Um candidato reprovado no vestibular da Universidade Federal do Rio Grande do Sul (UFRGS) entrou com um pedido de antecipação de tutela pedida no Supremo Tribunal Federal (STF). Giovane Pasqualito Fialho foi reprovado na prova para o curso de Administração, mas teria passado se não houvesse a reserva de vagas para estudantes cotistas. Fialho move ação contra o sistema de cotas que chegou até o Supremo.

O ministro Ricardo Lewandowski negou o pedido, pois entendeu que a tutela não pode ser antecipada para permitir a matrícula de Fialho até que a questão seja resolvida na Justiça. “A antecipação da tutela na jurisdição constitucional possui periculum in mora inverso, uma vez que não apenas atingiria um amplo universo de estudantes como também geraria graves efeitos sobre as políticas de ação afirmativa promovidas por outras universidades”, disse na decisão, cujo mérito ainda será analisado pelo Plenário da Corte.

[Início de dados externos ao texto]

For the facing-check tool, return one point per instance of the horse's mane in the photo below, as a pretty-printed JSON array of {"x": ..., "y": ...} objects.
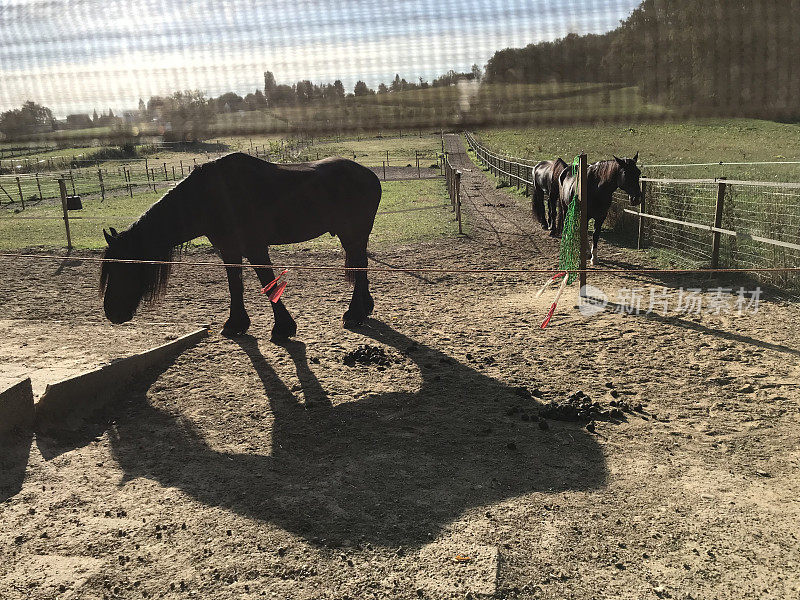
[{"x": 154, "y": 277}]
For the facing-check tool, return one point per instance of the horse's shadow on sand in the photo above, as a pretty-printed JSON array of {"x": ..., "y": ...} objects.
[{"x": 390, "y": 468}]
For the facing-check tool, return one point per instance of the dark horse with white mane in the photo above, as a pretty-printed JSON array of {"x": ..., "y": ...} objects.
[
  {"x": 243, "y": 205},
  {"x": 545, "y": 179},
  {"x": 604, "y": 178}
]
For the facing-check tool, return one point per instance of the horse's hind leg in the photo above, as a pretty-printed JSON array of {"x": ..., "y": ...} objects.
[
  {"x": 538, "y": 206},
  {"x": 238, "y": 322},
  {"x": 284, "y": 326},
  {"x": 362, "y": 304}
]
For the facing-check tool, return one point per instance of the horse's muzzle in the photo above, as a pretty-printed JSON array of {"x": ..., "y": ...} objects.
[{"x": 117, "y": 318}]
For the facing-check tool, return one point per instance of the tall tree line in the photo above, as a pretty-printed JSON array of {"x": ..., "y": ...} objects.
[{"x": 725, "y": 56}]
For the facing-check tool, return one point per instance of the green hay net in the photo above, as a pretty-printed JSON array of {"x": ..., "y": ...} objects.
[{"x": 570, "y": 248}]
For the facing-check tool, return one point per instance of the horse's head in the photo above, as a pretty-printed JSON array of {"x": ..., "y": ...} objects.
[
  {"x": 124, "y": 285},
  {"x": 628, "y": 180}
]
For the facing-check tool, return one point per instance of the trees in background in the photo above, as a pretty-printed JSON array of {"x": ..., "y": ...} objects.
[
  {"x": 30, "y": 118},
  {"x": 723, "y": 56}
]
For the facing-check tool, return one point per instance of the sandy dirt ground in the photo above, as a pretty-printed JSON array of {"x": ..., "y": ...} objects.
[{"x": 245, "y": 469}]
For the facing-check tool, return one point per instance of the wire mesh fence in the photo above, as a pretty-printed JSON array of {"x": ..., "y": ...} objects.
[{"x": 726, "y": 224}]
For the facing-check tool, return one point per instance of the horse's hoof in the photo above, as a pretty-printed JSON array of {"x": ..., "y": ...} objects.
[
  {"x": 283, "y": 335},
  {"x": 350, "y": 323},
  {"x": 232, "y": 332}
]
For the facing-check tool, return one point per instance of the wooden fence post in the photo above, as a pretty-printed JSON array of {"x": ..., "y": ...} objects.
[
  {"x": 583, "y": 197},
  {"x": 715, "y": 236},
  {"x": 21, "y": 198},
  {"x": 642, "y": 205},
  {"x": 62, "y": 187}
]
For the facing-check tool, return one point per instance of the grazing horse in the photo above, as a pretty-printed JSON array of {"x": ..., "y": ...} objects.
[
  {"x": 604, "y": 178},
  {"x": 545, "y": 179},
  {"x": 243, "y": 205}
]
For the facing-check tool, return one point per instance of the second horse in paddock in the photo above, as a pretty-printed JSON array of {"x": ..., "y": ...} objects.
[
  {"x": 243, "y": 205},
  {"x": 604, "y": 178},
  {"x": 545, "y": 180}
]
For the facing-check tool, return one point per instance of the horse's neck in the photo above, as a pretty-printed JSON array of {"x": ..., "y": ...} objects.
[{"x": 170, "y": 221}]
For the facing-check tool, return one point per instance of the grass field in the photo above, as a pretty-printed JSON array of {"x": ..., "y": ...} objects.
[
  {"x": 29, "y": 229},
  {"x": 369, "y": 151},
  {"x": 698, "y": 141}
]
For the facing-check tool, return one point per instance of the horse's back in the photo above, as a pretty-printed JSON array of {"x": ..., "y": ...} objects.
[
  {"x": 335, "y": 174},
  {"x": 294, "y": 202}
]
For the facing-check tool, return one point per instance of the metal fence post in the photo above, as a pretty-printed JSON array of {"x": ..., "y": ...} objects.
[
  {"x": 458, "y": 201},
  {"x": 642, "y": 208},
  {"x": 715, "y": 239},
  {"x": 583, "y": 197},
  {"x": 62, "y": 186},
  {"x": 21, "y": 198}
]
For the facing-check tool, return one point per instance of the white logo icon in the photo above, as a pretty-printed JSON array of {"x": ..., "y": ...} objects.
[{"x": 592, "y": 301}]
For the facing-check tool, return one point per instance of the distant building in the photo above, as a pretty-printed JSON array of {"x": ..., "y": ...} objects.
[{"x": 79, "y": 121}]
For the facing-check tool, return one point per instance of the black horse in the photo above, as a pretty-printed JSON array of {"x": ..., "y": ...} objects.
[
  {"x": 604, "y": 178},
  {"x": 545, "y": 179},
  {"x": 244, "y": 204}
]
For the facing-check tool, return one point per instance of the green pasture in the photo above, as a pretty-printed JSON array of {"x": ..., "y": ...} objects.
[
  {"x": 28, "y": 229},
  {"x": 695, "y": 141}
]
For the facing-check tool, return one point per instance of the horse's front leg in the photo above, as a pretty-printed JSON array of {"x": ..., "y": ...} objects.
[
  {"x": 538, "y": 205},
  {"x": 284, "y": 325},
  {"x": 238, "y": 322},
  {"x": 362, "y": 304}
]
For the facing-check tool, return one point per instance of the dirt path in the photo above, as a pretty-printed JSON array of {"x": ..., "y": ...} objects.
[{"x": 249, "y": 470}]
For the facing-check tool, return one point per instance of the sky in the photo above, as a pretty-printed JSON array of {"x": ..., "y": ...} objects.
[{"x": 78, "y": 55}]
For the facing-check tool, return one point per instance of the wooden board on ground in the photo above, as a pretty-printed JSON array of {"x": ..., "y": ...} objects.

O periculum in mora é o perigo na demora – situação que justifica a concessão de decisões em caráter liminar, como é o caso da antecipação de tutela.

Segundo informações do STF, o Recurso Extraordinário (RE 597285) de Fialho afirma que das 160 vagas, 30% foram reservadas a candidatos privilegiados em razão de sua etnia e condição social e 10 vagas a candidatos indígenas. A defesa de Fialho chama o sistema de cotas de “pacto da mediocridade” e declara que a distinção no tratamento dos candidatos com base em critério étnico é crime de racismo.

O tema de fundo do Recurso Extraordinário, cuja repercussão geral foi admitida na Corte por seis ministros, já foi analisado por representantes da sociedade civil e do governo federal numa audiência pública sobre ações afirmativas em universidades. A audiência ocorreu em março.

Dessa forma, Lewandowski afirmou na decisão que “enquanto essa Corte não se pronunciar pela inconstitucionalidade desse sistema de admissão, presume-se a sua constitucionalidade”.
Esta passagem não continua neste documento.